Manual of the Medical Department (NAVMED P-117): Chapter 15:
Medical Examinations: Physical Standards
15-41 Lungs and Chest Wall (Except Tuberculosis)
Department of the Navy
Bureau of Medicine and Surgery
(1) The causes for rejection are:
- (a) Abnormal elevation of the diaphragm on either side.
- (b) Asthma, reactive airway disease, exercise induced
bronchospasm, except for childhood asthma with a reliable history
of freedom from symptoms since the 12th birthday, or use of
bronchodilators or other asthma-type medications.
- (c) Acute infectious processes of the lung, chest wall,
mediastinum, or pleura, until cured.
- (d) Foreign body in trachea or bronchus.
- (e) Foreign body of the chest wall causing symptoms.

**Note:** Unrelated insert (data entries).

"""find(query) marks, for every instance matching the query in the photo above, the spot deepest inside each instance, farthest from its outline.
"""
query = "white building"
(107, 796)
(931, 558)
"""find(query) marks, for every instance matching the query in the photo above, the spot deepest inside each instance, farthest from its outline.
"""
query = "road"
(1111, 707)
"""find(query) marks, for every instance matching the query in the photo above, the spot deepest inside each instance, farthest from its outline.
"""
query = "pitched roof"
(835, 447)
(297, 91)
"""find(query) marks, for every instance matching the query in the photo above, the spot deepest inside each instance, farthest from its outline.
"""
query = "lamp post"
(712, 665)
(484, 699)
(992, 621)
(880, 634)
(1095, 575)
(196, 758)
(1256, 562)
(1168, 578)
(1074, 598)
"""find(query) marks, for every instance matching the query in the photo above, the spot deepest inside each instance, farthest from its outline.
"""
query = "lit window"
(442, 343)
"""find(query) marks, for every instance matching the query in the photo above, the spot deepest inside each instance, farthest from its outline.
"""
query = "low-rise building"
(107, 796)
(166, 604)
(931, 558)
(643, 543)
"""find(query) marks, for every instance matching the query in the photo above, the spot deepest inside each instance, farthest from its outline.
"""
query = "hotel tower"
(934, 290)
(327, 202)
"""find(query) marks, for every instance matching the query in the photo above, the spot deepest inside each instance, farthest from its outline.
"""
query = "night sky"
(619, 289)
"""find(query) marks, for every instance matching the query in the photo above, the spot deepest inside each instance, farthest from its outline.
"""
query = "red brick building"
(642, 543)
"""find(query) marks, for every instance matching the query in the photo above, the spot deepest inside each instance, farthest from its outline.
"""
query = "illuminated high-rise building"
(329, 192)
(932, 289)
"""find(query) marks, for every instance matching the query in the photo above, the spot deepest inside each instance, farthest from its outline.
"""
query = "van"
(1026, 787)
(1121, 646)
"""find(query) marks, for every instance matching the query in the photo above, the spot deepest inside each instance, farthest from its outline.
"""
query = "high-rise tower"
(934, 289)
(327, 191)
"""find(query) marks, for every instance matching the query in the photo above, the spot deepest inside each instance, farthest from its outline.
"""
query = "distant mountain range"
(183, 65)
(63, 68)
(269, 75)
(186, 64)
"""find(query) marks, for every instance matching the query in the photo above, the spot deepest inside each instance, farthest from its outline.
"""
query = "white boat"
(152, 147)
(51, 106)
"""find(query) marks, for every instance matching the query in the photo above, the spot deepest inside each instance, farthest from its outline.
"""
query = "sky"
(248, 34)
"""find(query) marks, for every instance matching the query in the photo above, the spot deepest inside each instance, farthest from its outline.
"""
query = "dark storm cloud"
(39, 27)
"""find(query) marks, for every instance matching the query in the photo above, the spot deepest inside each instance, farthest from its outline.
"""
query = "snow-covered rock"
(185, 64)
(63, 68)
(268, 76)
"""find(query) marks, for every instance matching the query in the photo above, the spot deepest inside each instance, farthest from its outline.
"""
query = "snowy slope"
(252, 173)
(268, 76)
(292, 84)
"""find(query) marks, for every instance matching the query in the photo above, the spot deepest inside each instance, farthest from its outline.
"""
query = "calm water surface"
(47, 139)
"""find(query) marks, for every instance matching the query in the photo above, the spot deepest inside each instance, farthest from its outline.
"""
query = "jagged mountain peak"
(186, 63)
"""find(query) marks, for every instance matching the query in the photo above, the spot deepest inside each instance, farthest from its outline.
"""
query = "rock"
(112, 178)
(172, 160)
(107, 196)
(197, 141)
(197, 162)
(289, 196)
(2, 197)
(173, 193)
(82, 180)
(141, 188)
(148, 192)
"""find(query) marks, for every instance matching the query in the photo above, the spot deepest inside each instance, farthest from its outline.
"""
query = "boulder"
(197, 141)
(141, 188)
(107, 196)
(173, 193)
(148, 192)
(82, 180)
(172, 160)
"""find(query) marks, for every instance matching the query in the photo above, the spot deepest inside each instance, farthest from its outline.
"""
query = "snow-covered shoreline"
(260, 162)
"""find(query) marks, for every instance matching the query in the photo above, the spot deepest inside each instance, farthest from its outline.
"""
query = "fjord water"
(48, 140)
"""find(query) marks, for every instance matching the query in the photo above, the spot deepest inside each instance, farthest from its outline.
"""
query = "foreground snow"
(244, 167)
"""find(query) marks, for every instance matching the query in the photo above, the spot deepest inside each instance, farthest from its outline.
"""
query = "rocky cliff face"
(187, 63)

- (f) Lobectomy, history of, for a nontuberculous, nonmalignant
lesion with residual pulmonary disease. Removal of more than one
lobe is cause for rejection regardless of the absence of
residuals.
- (g) Other symptomatic traumatic lesions of the chest or its
contents.
- (h) Pneumothorax or history thereof within 1 year of date of
examination if due to simple trauma or surgery; within 3 years of
date of examination if of spontaneous origin. Surgical correction
is acceptable if no significant residual disease or deformity
remains and pulmonary function tests are within normal limits.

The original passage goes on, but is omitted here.